Letter (WCP1595.1374)

[1]1, 2

Addington Park,

Croydon.

Jan[uary] 30th 1890

Dear Sir

I hope you will not think I am taking too great a liberty in writing to you about a curious instance which has come under my observation, and which seems to bear on that point of "sexual selection" in which [2] your theory differs from Mr. Darwin's.

I have in my possession a mule bird canary and goldfinch mule bird which has shown several times a curious power of attracting goldfinches. I first noticed it when I was living in a house near the Park at Oxford. I put the cage close to an open window in the early part of the summer and noticed ev for some days that my bird after singing very loud began to [3] get very much excited; and I found that its excitement was caused by the visits of a wild goldfinch. This goldfinch became so tame in a few days that it more than once came into the room next hive[?], where there were also birds and roosted in an empty cage. The visits ceased suddenly, & I have reason to think it was caught. About this time I clipped the long wing feathers of my bird and let him hop in the garden; here other many wild goldfinches came down to visit him. I have [4] seen as many as three at a time in the garden with, or near him. They minded my presence much less than birds usually do.

I am not sufficiently experienced I fear to know if there were hen or cock birds by sight, but I imagine they were hens from the fact that I do not remember to have heard them sing, & he did not — at least in the garden, fight with them, as far as I remember.

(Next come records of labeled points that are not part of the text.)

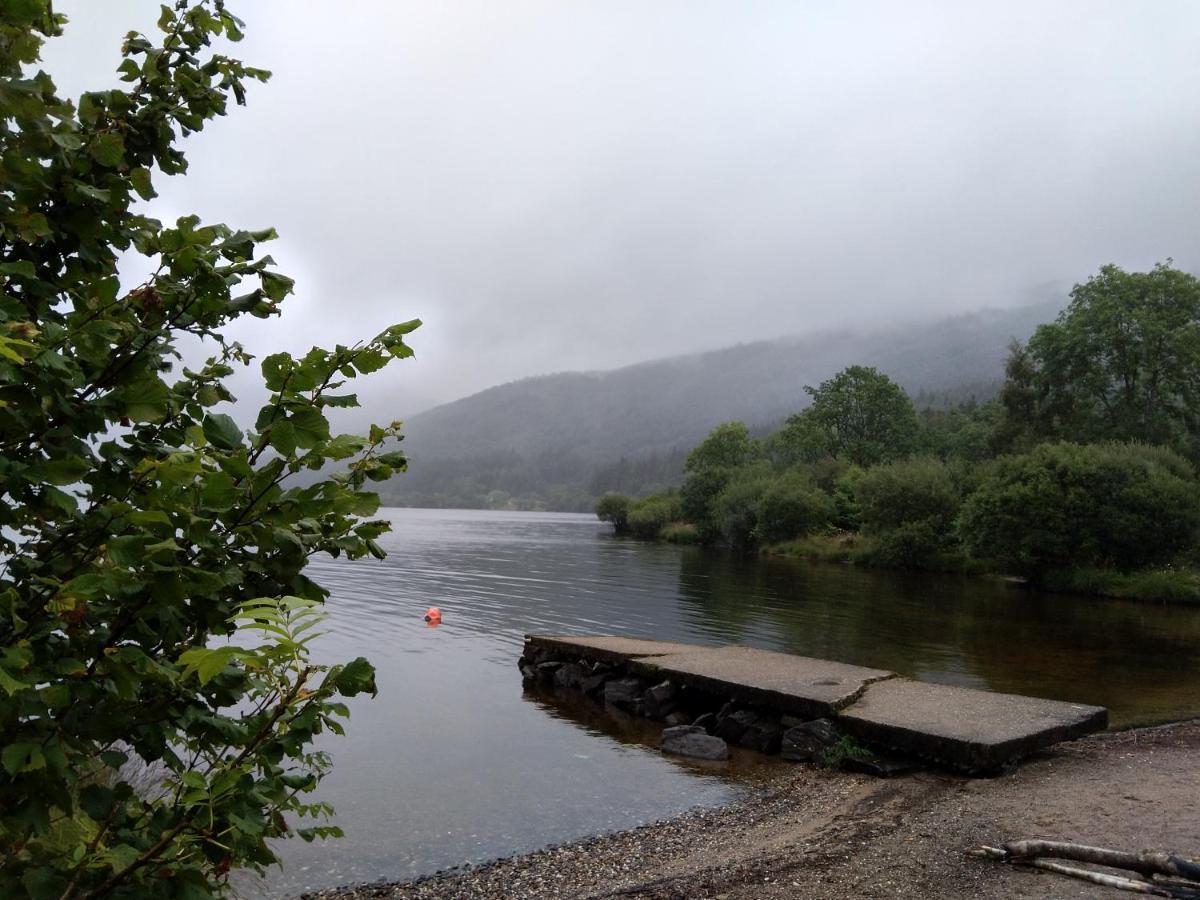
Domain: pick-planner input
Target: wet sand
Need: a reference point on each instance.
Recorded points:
(811, 833)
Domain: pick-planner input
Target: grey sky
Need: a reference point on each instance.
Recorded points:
(582, 185)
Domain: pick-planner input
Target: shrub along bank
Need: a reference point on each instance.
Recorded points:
(863, 477)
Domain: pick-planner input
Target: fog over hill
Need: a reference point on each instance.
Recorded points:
(553, 439)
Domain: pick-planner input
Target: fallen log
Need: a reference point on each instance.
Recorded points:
(1146, 862)
(1039, 855)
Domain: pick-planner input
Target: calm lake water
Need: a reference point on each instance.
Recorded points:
(454, 762)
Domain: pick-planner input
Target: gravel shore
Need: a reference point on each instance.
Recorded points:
(810, 833)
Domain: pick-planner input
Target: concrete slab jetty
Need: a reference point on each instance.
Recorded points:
(964, 729)
(799, 685)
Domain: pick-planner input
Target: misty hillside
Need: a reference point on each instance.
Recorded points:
(551, 439)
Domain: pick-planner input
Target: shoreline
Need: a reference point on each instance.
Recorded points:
(813, 833)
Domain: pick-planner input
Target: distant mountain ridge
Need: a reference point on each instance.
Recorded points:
(540, 439)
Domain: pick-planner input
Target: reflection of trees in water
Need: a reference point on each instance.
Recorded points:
(1139, 660)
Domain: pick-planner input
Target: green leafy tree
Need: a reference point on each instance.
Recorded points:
(910, 508)
(864, 415)
(727, 447)
(792, 507)
(649, 515)
(141, 525)
(1119, 364)
(615, 508)
(799, 441)
(708, 469)
(1062, 505)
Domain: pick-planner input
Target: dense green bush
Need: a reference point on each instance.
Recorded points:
(864, 415)
(792, 507)
(649, 515)
(615, 508)
(910, 508)
(1066, 505)
(847, 514)
(736, 509)
(709, 468)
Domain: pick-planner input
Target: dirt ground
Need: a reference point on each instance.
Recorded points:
(820, 834)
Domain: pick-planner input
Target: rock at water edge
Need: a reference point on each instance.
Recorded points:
(695, 742)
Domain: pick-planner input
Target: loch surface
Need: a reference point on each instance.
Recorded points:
(454, 762)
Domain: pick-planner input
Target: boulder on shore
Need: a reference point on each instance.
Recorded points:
(695, 742)
(808, 742)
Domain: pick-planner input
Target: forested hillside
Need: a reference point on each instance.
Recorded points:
(559, 441)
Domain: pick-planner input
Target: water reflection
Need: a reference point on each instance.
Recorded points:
(453, 762)
(1140, 660)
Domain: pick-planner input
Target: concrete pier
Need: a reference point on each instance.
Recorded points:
(967, 730)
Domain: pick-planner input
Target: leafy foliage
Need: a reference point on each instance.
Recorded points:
(649, 515)
(910, 507)
(141, 523)
(1062, 505)
(792, 507)
(864, 415)
(1119, 364)
(615, 508)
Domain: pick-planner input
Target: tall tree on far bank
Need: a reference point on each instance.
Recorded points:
(1121, 363)
(864, 415)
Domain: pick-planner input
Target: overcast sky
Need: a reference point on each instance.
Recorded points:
(582, 185)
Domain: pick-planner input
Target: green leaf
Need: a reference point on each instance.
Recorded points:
(276, 370)
(354, 677)
(222, 431)
(207, 664)
(10, 684)
(66, 139)
(127, 550)
(108, 149)
(147, 399)
(23, 268)
(139, 178)
(63, 472)
(311, 427)
(23, 756)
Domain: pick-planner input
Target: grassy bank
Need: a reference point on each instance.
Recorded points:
(1168, 585)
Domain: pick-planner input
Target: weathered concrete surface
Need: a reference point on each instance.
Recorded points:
(810, 688)
(970, 730)
(606, 648)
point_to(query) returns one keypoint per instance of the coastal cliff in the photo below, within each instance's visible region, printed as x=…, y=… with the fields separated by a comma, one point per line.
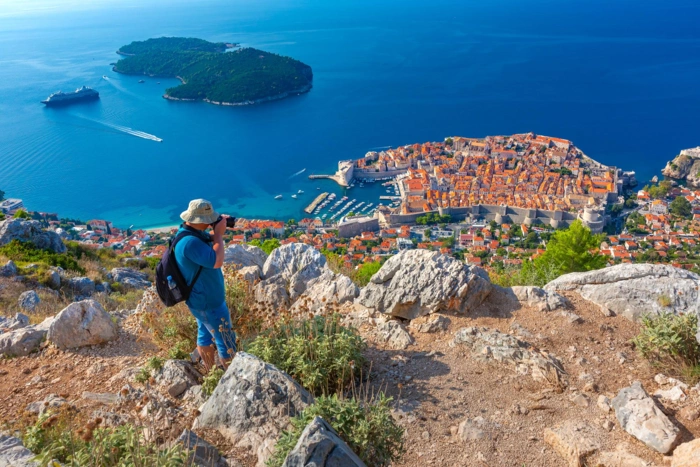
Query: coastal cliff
x=685, y=166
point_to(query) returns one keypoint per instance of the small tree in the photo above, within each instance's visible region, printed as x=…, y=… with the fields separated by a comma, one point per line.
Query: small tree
x=570, y=250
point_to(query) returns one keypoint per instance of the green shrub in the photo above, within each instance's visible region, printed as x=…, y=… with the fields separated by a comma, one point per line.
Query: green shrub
x=180, y=351
x=211, y=381
x=668, y=341
x=367, y=427
x=319, y=353
x=26, y=252
x=92, y=446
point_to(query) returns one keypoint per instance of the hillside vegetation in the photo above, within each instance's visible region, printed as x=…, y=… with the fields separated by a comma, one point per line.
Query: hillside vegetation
x=243, y=76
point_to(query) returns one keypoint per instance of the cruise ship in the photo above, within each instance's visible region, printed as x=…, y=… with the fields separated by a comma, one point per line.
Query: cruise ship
x=64, y=98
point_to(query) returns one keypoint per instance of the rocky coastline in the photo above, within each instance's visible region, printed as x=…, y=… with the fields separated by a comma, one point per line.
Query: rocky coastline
x=685, y=166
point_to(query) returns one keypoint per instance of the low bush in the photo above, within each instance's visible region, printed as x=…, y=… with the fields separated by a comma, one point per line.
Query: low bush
x=668, y=341
x=319, y=353
x=211, y=380
x=92, y=446
x=366, y=426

Two or three years after this I had a pain of put him with the cage where there were two gold finches. [5]3

There were supposed to be cock and hen but had not — &did not ultimately — build together. In a moment he had to driven one bird to a lower perch of the cage and completely monopolised the attention of the others. The bird I supposed to be the cock was so apparently jealous & unhappy that I took my bird away again.

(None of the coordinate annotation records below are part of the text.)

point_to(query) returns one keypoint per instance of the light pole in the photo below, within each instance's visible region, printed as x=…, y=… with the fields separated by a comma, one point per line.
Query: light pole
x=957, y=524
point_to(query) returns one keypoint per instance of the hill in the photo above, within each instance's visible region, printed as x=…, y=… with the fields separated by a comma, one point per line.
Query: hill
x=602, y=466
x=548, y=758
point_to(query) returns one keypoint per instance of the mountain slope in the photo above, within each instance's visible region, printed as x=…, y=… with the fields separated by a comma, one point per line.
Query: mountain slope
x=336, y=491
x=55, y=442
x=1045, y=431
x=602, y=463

Finaly[sic] last summer in London I had him out in the garden. [6] where there are quantities of sparrows and a few other birds none of which had taken much notice of him — none even went very near him although I had often left him out of the cage on the grass and gave a very long distance from him. On this occasion he was quite close to me (in the cage I think) — when I heard a note I did not know on the tree above me, and discovered [7] a goldfinch hopping about and looking at him. The goldfinch once or twice came down very close to his cage, then was frightened I think by discovering my presence and flew off.

I have never known my bird attract the attention of any other bird — not even of canaries.

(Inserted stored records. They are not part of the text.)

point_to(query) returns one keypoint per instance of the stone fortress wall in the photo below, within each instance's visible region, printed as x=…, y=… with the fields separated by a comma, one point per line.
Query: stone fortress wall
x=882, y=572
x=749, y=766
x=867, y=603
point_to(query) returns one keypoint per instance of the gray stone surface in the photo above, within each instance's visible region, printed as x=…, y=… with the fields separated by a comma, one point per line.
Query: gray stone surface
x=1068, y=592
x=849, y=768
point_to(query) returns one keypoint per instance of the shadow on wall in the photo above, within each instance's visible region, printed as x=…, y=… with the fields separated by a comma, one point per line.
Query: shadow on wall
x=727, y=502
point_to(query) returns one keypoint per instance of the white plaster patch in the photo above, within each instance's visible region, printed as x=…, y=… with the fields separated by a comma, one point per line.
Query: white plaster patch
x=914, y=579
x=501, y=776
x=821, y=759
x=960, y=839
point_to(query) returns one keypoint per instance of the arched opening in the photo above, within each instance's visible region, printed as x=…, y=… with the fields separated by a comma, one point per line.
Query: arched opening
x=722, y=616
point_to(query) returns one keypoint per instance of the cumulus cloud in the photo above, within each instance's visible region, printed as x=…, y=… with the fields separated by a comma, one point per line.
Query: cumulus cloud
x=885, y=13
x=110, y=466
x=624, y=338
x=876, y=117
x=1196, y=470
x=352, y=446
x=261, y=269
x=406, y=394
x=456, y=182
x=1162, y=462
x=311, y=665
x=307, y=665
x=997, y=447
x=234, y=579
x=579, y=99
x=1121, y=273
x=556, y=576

What I had always imagined before reading your book on Darwinism was that [MS blotted] the goldfinches had been attracted first buy his song, and then had secured to preferred him to their own kind, as being [8] like but more beautiful — The instance seemed to me to hear more on the question than some other instances quoted in support of her Darwin theory. As the difference is so much less than that between birds of different species. Still I suppose it is more than you would mean by "sight variation." The bird is in may[?] points[?] of marking[?], and shape — length of beak, like a goldfinch but [MS blotted two words] larger. The instance seemed to me the more curious, as if I am correct. This mule has never been known to breed.

Please do not consider that this letter [9]4requires the slightest acknowledgement, and excuse me if I have occupied your time by the account of a wholly unimportant instance.

Believe me | Yours truly | (Miss) Margaret Benson. [signature]

Handwritten in blue in an unidentified hand at the top of the page is "Competition of Males".
Printed diagonally at the top left of the page: " TELEGRAPH CROYDON-FOUR MILES"
Printed at the top of the page is the address "TELEGRAPH CROYDON-FOUR MILES ADDINGTON PARK, CROYDON."
Printed at the top of the page is the address: "TELEGRAPH CROYDON-FOUR MILES ADDINGTON PARK, CROYDON."